Gayford is a thoughtfully attentive critic with a capacious frame of reference and his brief excursions into houses in art, Hockney’s reading (Flaubert, Proust, Julian Barnes), his musical tastes (Wagner), and that almost definitive Hockney subject, the depiction of water – described by Hockney as always a “nice problem“ for an artist – consistently illuminate both Hockney’s work and the other artists his work brings to mind. (It should be added that the reader can see in the comprehensive illustrations almost everything Gayford mentions.)
While Picasso is the artist Hockney most often talks about, Gayford cites more often another favourite, Van Gogh, who liked to attach little sketches to his letters much like Hockney does with his emails. Living in the scruffy outskirts of Arles, and somewhat isolated as no one much liked him, Van Gogh just got on with making memorable and beautiful art with what was around him.
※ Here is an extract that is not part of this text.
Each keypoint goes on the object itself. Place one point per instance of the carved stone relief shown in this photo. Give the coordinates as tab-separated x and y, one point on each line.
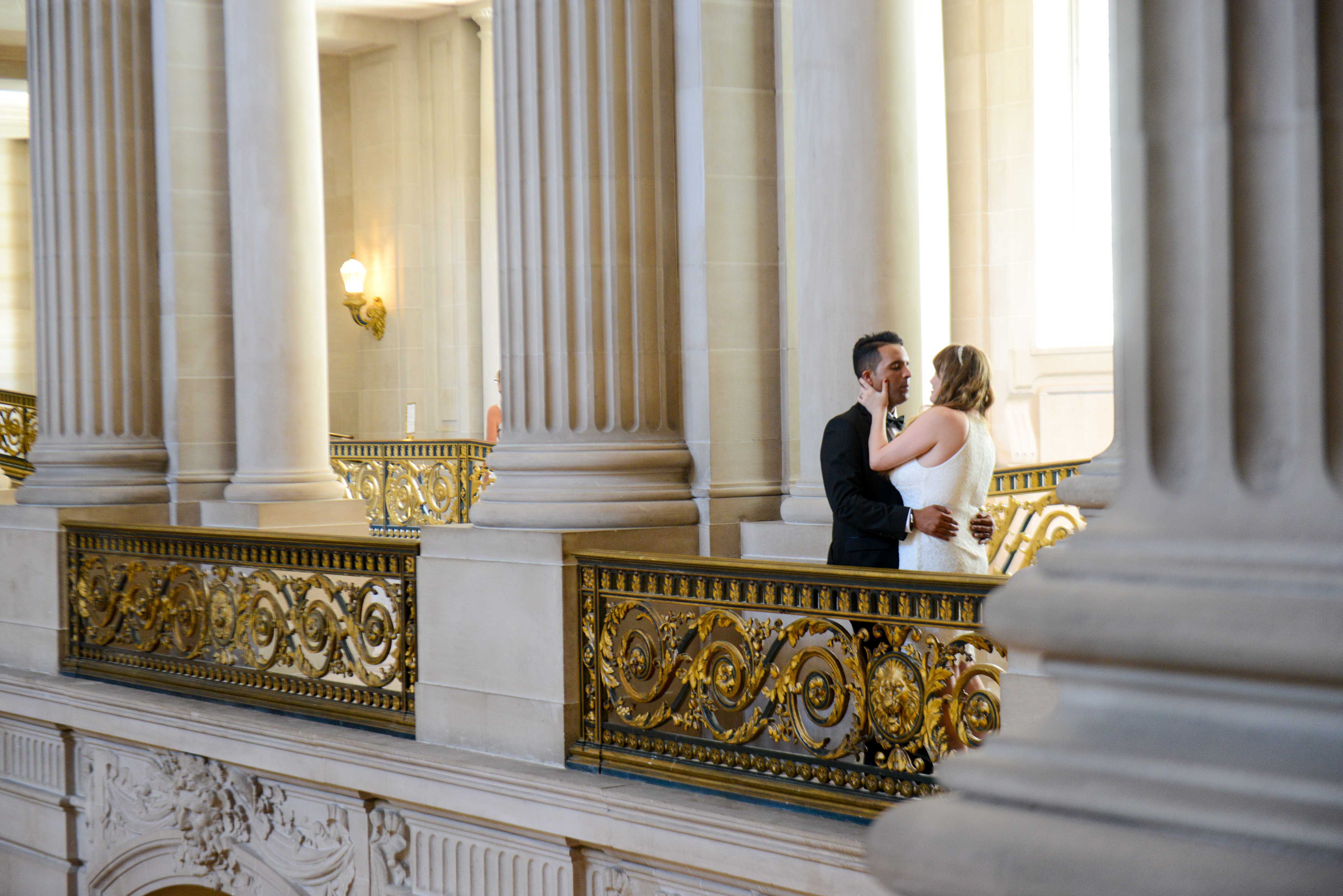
389	847
226	828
The unprepossessing flat farmland of Hockney’s Yorkshire and now Normandy would similarly be seen as not obviously ripe locations for such close inspection, but as Gayford says, the moral is that “it is not the place that is intrinsically interesting; it is the person looking at it”. Following the spring Hockney continued to capture his four acres on through the summer and the harvest and the glimpses of autumn moons in anticipation of this year’s spring, for which he was intending to ban visitors to his home from March to May, lockdown or not.
• Spring Cannot Be Cancelled is published by Thames & Hudson.